A senior executive was placed on garden leave. Were the circumstances such that a TUPE transfer enabled him to object to it and terminate his garden leave?
No, held the High Court in ICAP Management Services Ltd v Berry.
Mr Berry worked for ICAP Management Services Ltd, which was a service company for the ICAP Global Banking Business. He gave notice to leave in order to join a competitor, BGB Services (Holdings) Limited. ICAP put him on garden leave.
During the garden leave, ICAP was the subject of a share sale acquisition by Tullett Prebon plc. Mr Berry notified ICAP that he considered there was a TUPE transfer and purported to object to it under Reg 4(7) of TUPE. That would, by virtue of Reg 4(8), have terminated his contract (and his garden leave) forthwith, releasing him to take up his new employment earlier than would otherwise have been the case. ICAP sued to enforce the garden leave.
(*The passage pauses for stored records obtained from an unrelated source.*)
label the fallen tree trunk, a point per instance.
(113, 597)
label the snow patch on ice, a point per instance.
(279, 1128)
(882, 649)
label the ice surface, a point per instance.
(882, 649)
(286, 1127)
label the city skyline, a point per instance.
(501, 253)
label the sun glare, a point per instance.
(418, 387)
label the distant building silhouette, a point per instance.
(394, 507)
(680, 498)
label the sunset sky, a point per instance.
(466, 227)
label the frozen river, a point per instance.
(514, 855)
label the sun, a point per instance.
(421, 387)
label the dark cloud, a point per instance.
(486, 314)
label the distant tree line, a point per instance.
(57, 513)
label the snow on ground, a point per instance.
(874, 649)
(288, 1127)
The High Court rejected Mr Berry's arguments. TUPE requires a change of employer. A share sale does not involve a change of employer. This was not the kind of exceptional case envisaged in Millam v Print Factory (London) 1991 Ltd [2007] EWCA Civ 322 where, after a share sale, there had been a de facto TUPE transfer because of the supreme control exercised by the new owner. Here it was business as usual. The operating and service companies carried on in the same way as before the share sale. There was, therefore, no TUPE transfer, and nothing to object to. ICAP succeeded in its application for an injunction to enforce the garden leave.
For TUPE aficionados there is (at paras 24-102) an excellent discussion of some key legal issues in the law on transfer of undertakings, including “the concept of the employer”, the legal requirement of change of employer, and the indicia of a TUPE transfer.